La socialisation dans la répartition de richesses, fondement du socialisme, c’est le système qui est à la base de l’Etat social et qui a bien fonctionné, dans une période de forte croissance jusqu’au milieu des années 1970. Ce mécanisme a été central et a engendré les services publics et la sécurité sociale dont nous bénéficions aujourd’hui. Mais, paradoxalement, je crois que ce mécanisme est aussi central pour l’écologie. C’est sur ce principe que l’on peut fonder une écologie qui a une véritable portée, une écologie radicale peut-être. C’est aussi l’idée clé pour l’avenir que redistribuer, ce n’est pas que redistribuer de l’argent, mais c’est aussi redistribuer du commun.
Le socialisme est-il concevable sans le prolétariat ?

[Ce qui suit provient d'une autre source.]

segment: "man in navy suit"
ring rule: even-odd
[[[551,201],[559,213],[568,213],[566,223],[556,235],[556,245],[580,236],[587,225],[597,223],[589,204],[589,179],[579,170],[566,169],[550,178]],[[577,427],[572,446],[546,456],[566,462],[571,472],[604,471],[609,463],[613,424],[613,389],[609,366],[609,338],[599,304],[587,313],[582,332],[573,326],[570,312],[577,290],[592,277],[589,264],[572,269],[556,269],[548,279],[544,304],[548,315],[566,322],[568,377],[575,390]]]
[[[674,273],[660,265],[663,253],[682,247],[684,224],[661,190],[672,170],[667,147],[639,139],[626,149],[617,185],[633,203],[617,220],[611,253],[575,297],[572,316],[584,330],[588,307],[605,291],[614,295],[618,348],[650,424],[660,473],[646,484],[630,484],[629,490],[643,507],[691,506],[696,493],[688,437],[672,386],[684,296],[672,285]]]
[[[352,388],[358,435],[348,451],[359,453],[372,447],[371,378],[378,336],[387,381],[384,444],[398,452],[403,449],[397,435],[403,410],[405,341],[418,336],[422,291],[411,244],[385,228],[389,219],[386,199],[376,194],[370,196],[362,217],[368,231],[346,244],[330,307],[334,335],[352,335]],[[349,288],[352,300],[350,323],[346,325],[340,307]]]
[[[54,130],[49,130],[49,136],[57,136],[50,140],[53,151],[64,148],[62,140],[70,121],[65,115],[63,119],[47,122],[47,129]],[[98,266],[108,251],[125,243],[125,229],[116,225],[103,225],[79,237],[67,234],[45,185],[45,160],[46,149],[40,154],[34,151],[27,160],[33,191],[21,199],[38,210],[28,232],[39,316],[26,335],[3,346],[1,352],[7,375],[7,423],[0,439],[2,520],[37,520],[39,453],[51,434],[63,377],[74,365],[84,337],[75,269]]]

À mon avis, le socialisme n’est possible qu’avec les classes populaires. Dans beaucoup de pays, les partis socialistes sont les représentants des classes aisées — beaucoup plus majoritaires dans leur électorat que les classes populaires -, mais ce n’est pas le cas en Belgique.
Un des chapitres du livre porte sur l’Europe. Quelle stratégie socialiste dans l’Union européenne ?
En 1988, on a organisé la libération des capitaux dans une Europe où les partis socialistes étaient pratiquement tous au pouvoir. Si les socialistes avaient juste pu dire que la libération des capitaux et l’harmonisation fiscale allaient de pair, la face de l’Europe aurait été différente aujourd’hui.
Pourquoi ne l’ont-ils pas fait ?
Parce qu’ils étaient acquis au néolibéralisme.
Ce sont les socialistes libéraux qui ont fait l’Europe ?
Non. L’Europe a été faite par les libéraux et par les démocrates-chrétiens.
L’avenir du socialisme se dessine-t-il aujourd’hui pour une part dans le monde anglo-saxon ?
Je pense que ce nouveau socialisme anglo-saxon peut être précurseur pour l’Europe occidentale dans la mesure où il s’agit d’un socialisme très dynamique en expansion, qui donne le ton, qui réhabilite une idée qui apparaissait un peu vieillotte. Elle apparait particulièrement jeune lorsqu’on la découvre à partir des États-Unis. J’ai été aussi fort impressionné à la lecture de différentes publications de ces mouvements, notamment par les très fortes références à l’histoire du socialisme européen, aux conflits qu’ils l’ont traversé et aux leçons qu’ils essaient d’en tirer.
Mateo Alaluf, Le socialisme malade de la social-démocratie, page 2 & Syllepse, 2021.